Michael Nugent of Atheist Ireland has reported today that Senator Jim Walsh of Fianna Fail made the following sweepingly inaccurate comment about Atheist Ireland and also about atheists in general when he was speaking on the floor of the Irish Parliament.
“We’ve got a lot of representations from liberal groups, and particularly Atheist Ireland, and I want to say that, I said in the past here, I think, that atheists, like people of belief, are people of faith. It takes faith for anybody to believe there is a God, and equally it takes faith to believe there is no God. And in many ways I feel reassured by Atheist Ireland because, if there wasn’t a God, well then there wouldn’t be anything particularly to atheate from, and I’d just like to say that.”
Michael then goes on to make the observation, that he made the above comment during a debate on a Bill that aims to reduce religious discrimination … and yet here he is applying his own religion to that debate and using it to discriminate … (face-palm).

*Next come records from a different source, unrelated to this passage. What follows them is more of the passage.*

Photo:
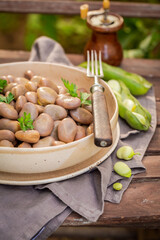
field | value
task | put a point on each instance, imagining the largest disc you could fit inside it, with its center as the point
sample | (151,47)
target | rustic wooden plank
(126,9)
(138,208)
(145,67)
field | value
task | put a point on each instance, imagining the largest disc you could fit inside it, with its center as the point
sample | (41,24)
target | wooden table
(140,205)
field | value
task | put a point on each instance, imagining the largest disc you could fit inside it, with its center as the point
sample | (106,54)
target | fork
(102,128)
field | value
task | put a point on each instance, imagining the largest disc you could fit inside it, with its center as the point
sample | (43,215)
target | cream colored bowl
(41,160)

He also makes it abundantly clear that Atheist Ireland had proposed quite rightly that the state needs to remain neutral and be neither religious nor nonreligious … and yet here he is babbling away about his irrational beliefs and applying them to state business.
So anyway, I wanted to add a few additional thoughts to the above old chestnut that appears to pop up on an all too frequent basis from those of a religious disposition, namely the claim that … “it takes faith to believe there is no God”
(Oh and yes, this is perhaps about the right place for you to toss a few well-known anglo-saxon phrases in Senator Walsh’s direction).
Now, I do confess that I am rather fond of Peter Boghossian’s definition of the word “faith”, he defines it as pretending to know things that you do not know, and so if we apply that understanding to Mr Walsh’s claim, then it becomes rather abundantly clear that he is talking complete and utter bollocks.
There is no requirement to pretend to know that there is no god, because the wholly rational atheist conclusion rests rather firmly upon the observation that those that assert god claims never ever offer any evidence – in other words, there is no “faith” required to dismiss such claims, just common sense, which apparently in Mr Walsh’s case is apparently a rather rare commodity.
Say a mother in Sudan has walked for two days in search of water with her child, but has found none yet. But she has faith that she will prevail, eventually find water, and save herself and her child. Is there value in her faith?
Water, rather unlike supernatural deities, is part of our reality, and so exercising the knowledge that there is water out there to be found is both rational and reasonable, so seeking it out requires no pretence. That is not “faith”.